Debe tenerse en cuenta, además, que Europa es hoy el principal escenario en el que la crisis bélica impacta de manera muy directa ya que, hasta comienzos de 2022, Rusia garantizaba el 40% de los suministros de hidrocarburos, que hoy, bajo la ingente presión de los Estados Unidos, deben ser reemplazados por fuentes más caras, menos seguras y confiables y, por ello mismo, más inestables en el contexto del agravamiento del conflicto.
Por su parte, la tragedia humanitaria que ya se está viviendo en Ucrania, se amplifica al compás de más de 8 millones de refugiados ucranianos/as desperdigados/as en distintos países de Europa oriental, mientras que la acentuación del teatro bélico ha generado una peligrosa e insensata proliferación armamentística desde Estados Unidos y la Unión Europea hacia Ucrania, con el «suicida» objetivo de prolongar la resistencia ante el avance del poder militar ruso y generar una situación de mayor inestabilidad e incertidumbre estratégica.
En este sentido, una última arista de la volátil situación geoestratégica que se vive en la frontera ruso-ucraniana, que le agrega dramatismo al escenario, es el estado de alerta de las fuerzas nucleares que Rusia ha decretado ante al agravamiento del conflicto. Recuérdese que Rusia y Estados Unidos concentran el 90% de las armas nucleares posibles de ser usadas en el mundo y que toda la parafernalia de dispositivos nucleares tácticos y estratégicos pueden significar, en caso aún de un uso limitado, una catástrofe de consecuencias imposibles de prever. Esta situación, junto con el aumento incesante de los presupuestos de defensa y armamentísticos decididos por las grandes potencias, no hace más que augurar un futuro próximo aún más volátil, incierto y ominoso.

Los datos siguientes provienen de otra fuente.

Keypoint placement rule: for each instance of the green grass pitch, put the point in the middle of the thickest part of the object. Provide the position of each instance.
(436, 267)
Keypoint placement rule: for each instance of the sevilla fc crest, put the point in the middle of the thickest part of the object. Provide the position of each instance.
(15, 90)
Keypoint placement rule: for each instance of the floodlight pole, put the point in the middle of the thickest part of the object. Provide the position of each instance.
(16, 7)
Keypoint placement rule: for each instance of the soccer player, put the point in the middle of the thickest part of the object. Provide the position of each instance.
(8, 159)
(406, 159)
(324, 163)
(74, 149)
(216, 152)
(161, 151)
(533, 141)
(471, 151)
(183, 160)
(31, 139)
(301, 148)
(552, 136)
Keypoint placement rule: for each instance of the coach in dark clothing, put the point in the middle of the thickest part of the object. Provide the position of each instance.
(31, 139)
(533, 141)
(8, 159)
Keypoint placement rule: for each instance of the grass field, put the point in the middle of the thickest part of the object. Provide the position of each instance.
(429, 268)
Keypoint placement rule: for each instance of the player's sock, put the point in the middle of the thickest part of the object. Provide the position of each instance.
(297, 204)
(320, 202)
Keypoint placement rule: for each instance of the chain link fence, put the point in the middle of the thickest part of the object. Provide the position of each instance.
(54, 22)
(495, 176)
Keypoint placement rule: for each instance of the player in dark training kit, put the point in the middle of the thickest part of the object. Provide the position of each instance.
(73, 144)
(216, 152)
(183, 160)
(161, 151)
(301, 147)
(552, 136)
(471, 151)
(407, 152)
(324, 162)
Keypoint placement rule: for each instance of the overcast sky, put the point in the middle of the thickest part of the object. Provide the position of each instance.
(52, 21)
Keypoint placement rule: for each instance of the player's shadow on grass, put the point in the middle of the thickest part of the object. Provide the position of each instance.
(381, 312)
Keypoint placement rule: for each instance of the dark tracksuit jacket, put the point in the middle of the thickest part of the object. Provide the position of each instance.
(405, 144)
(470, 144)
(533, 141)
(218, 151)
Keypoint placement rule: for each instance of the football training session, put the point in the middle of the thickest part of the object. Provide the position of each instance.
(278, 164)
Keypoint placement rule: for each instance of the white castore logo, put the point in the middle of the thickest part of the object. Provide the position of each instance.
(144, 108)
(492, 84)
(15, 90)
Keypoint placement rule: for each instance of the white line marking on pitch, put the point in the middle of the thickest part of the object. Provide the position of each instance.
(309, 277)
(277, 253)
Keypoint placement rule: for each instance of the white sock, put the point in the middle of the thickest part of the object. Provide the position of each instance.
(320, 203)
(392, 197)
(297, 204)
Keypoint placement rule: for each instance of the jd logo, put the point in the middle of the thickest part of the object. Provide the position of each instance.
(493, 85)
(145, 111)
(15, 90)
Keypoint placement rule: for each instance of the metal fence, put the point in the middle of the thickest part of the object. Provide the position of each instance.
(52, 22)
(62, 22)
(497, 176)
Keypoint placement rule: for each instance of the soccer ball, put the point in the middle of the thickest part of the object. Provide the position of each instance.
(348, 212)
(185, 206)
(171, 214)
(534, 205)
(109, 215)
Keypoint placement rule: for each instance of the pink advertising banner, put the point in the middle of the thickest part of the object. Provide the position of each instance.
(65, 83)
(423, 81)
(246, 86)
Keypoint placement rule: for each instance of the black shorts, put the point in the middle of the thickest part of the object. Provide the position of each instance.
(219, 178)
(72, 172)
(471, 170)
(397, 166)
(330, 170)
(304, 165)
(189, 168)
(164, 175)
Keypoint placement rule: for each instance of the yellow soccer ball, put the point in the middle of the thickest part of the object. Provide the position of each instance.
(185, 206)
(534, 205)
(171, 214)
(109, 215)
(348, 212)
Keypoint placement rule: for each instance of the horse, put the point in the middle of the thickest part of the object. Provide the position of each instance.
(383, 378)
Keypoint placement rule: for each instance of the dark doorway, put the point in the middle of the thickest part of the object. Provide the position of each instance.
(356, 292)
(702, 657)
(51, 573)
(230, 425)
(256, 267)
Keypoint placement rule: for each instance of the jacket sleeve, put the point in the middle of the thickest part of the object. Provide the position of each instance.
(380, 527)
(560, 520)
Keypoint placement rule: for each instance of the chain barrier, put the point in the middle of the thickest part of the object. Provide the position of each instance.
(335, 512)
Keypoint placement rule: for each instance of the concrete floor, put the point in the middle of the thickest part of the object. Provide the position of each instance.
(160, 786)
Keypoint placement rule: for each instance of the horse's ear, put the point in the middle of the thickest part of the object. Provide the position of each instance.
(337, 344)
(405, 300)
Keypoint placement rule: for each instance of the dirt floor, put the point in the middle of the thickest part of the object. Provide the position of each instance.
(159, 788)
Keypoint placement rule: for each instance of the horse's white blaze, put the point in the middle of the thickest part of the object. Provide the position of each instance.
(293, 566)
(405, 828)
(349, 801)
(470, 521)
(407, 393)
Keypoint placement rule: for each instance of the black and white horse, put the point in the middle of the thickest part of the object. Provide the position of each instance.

Sólo esperemos que el género humano esté a la altura de estas dramáticas circunstancias y que, desde todos los rincones posibles de nuestra Madre Tierra tan castigada y saqueada, podamos frenar a tiempo la extensión de este peligroso estado de guerra abierta que parece cernirse sobre todo el sistema internacional, con consecuencias imposibles de pensar.
El terror de estos tiempos, a caballo de los intereses corporativos y oligárquicos de estas élites globales que parecen huir hacia adelante en un gran ajuste mundial que trasunta una infame biopolítica del control social bajo los auspicios de una distópica tecnología de la hibridación de la vida, es el brutal Leviatán que debemos frenar, antes que sea demasiado tarde.